In [None]:
#importing required packages
import pandas as pd
import numpy as np

In [None]:
# 1. Data Ingestion
file_path = "./src/weather_data.csv"
weather_df = pd.read_csv(file_path)

In [None]:
# Display the first few rows and basic info about the DataFrame to understand its structure and contents
weather_df.head()
weather_df.info()

In [None]:
#2. Data Cleaning and Transformation
#2a. Handle Missing Values, replace missing temperature_celsius values with the average temperature for that city, or drop rows where date is missing

#Handle missing date values, drop raws where date is missing
weather_df = weather_df.dropna(subset=['date'])

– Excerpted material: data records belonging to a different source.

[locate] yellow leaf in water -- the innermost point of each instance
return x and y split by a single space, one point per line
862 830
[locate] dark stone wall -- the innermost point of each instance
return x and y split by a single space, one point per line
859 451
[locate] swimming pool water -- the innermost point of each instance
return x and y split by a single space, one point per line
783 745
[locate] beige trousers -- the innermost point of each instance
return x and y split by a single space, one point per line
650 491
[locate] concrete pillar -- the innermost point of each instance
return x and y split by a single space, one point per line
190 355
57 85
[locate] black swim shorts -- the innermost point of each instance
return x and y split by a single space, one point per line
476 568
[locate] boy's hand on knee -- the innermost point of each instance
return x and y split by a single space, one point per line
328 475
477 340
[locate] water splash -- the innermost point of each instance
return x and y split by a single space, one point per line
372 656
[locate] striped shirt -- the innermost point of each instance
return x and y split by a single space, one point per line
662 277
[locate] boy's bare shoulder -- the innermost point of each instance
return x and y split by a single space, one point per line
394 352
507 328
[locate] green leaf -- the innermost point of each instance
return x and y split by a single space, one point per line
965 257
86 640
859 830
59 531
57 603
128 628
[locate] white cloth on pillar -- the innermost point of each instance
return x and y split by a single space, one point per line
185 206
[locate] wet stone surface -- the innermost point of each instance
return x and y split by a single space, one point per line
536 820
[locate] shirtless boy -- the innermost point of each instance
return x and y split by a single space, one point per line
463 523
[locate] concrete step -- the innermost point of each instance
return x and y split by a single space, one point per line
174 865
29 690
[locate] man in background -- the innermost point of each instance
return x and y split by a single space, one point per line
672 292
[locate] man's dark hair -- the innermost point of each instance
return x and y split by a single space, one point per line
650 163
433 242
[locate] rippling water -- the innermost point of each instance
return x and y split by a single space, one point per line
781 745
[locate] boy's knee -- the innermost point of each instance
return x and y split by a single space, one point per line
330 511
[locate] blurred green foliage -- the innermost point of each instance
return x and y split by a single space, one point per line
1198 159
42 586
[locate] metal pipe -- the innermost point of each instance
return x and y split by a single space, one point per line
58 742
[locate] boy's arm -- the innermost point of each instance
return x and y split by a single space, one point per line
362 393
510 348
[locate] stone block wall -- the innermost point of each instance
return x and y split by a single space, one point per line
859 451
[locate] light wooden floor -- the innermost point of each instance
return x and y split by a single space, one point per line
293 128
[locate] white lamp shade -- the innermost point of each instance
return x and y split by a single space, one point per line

#Group the DetaFrame by city for resuse
city_group = weather_df.groupby('city')

#Handle missing humidty values, replace with median for that city 
city_avg_temp = city_group['temperature_celsius'].transform('mean')
weather_df['temperature_celsius'] = weather_df['temperature_celsius'].fillna(city_avg_temp).round(2)

#Handle missing humidty values, replace with median for that city
city_median_humidty = city_group['humidity_percent'].transform('median')
weather_df['humidity_percent'] = weather_df['humidity_percent'].fillna(city_median_humidty).round(2)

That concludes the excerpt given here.